Learning is one of the most fascinating aspects of culture and civilization. There is inevitably a tendency to learn about ourselves but not about others. Anyone who was not a Greek was a barbarian. The Romans built Hadrian’s wall to keep the so-called barbarians from Scotland at bay. The Chinese built a wall around their culture for similar reasons. Yet the memorable civilizations have been precisely those which transcended that limitation. Aristotle became one of the greatest persons of all time because he commissioned his best student, Alexander the Great, to help him learn about things in Persia, India and wherever he went. The library at Alexandria tried to collect learning from all known cultures. Arabic culture became great when a caliph at Gundishapur sent emissaries to the west to collect Greek and Roman culture. Today, the Vatican, Herzog August Bibliothek, British Library, Bibliothèque Nationale de la France, and Library of Congress are the greatest libraries of the world precisely because they did not limit themselves to learning only about their own culture.

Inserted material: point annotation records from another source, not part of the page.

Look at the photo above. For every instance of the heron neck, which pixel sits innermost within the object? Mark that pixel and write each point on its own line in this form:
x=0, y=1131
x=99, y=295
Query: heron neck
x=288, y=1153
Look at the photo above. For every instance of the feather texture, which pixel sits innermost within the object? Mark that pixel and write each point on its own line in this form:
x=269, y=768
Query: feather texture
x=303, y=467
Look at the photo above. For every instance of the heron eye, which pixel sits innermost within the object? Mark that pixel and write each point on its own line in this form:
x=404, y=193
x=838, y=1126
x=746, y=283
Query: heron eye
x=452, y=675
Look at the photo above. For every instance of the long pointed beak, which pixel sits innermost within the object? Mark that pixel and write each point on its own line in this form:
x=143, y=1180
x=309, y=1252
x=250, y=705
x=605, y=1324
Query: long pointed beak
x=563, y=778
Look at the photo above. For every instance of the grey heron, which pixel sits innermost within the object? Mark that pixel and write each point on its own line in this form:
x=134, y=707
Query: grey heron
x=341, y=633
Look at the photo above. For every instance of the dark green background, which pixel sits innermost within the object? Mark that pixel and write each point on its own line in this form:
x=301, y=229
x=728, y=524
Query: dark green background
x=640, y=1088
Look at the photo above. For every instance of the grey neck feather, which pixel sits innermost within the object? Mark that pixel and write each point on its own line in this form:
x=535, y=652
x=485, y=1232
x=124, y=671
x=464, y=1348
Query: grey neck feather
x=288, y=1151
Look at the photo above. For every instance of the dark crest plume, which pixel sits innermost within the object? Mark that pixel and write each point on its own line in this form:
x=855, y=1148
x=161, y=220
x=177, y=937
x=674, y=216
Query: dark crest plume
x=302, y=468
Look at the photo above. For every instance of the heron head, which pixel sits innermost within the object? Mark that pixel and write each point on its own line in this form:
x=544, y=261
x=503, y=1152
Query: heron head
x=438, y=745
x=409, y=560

These thoughts churned as I walked to the bus station. I wondered about the size of the gap between analog and digital knowledge. As a computer geek it's easy to fall under the illusion that everything interesting or relevant can be found with Google and persistence. But I suspect those five libraries hold vastly more knowledge, and vastly more important knowledge than anything Google can scour with its spiders. As we charge toward digital and away from analog knowledge, how much will we leave behind?

Charles Miller blogged about Etherial Memory

I am increasingly finding that the Internet is my swap-space. I've stopped remembering "things", and started keeping a catalogue of references to things. If I find I need the information, I have enough recollection of where to find it that I can access the Internet and swap it back into main memory. Luckily, I have a really good associative memory for context, which helps me come up with the Google search I need to track down data I've otherwise swapped out.

This sentiment is remarkably similar to lessons I learned by osmosis while working with Veltman. For millennia, scholars have been teaching the next generation of scholars how to navigate libraries and museums and how to document one's travels for future generations.

What we computer geeks are doing is mostly abandoning that legacy and reinventing it in digital form. Libraries are driven by meta-data. There are many, many systems to categorize books. In the US we use Library of Congress or Dewey. There are dictionaries to help one learn the terminology and jargon of different fields. There are indexes of major works. Bibliographies. Footnotes. Secondary literature. Encyclopedia. Meta-data by the ton. Veltman would like to encapsulate the millennia of scholarly meta-data navigation skills into a tool for the common man.

Juxtaposition

These thoughts were turning over in my mind. About a block away I noticed a fire truck turning into the bus station. Moments later I saw the express bus I was hoping to catch leaving the station in an unusual direction. As I approached I could see the fire fighters hosing down the bus's usual exit. The driver of the slow bus to Denver explained that someone had jumped off the top of the parking garage to their death. Thinking about what they were cleaning off the pavement sent a shudder down my spine.

I've been thinking about suicide and terrorists a lot lately. My instincts tell me that our fight against terrorism is completely backwards. Israel offers a continuing demonstration that force is ineffective in stopping enemies who are willing to kill themselves to make their point. I've heard the rumors about how Palestinian suicide bombers are considered martyrs and somehow earn points for their families in heaven. But humans have strong survival instincts. Suicide requires more than just a holy purpose -- in order to override their survival instinct people have to be deeply despaired and more scared of living than they are of dying. Adding violence on top of violence only increases the despair. It would be more effective to find ways to foster hope and reasons to live.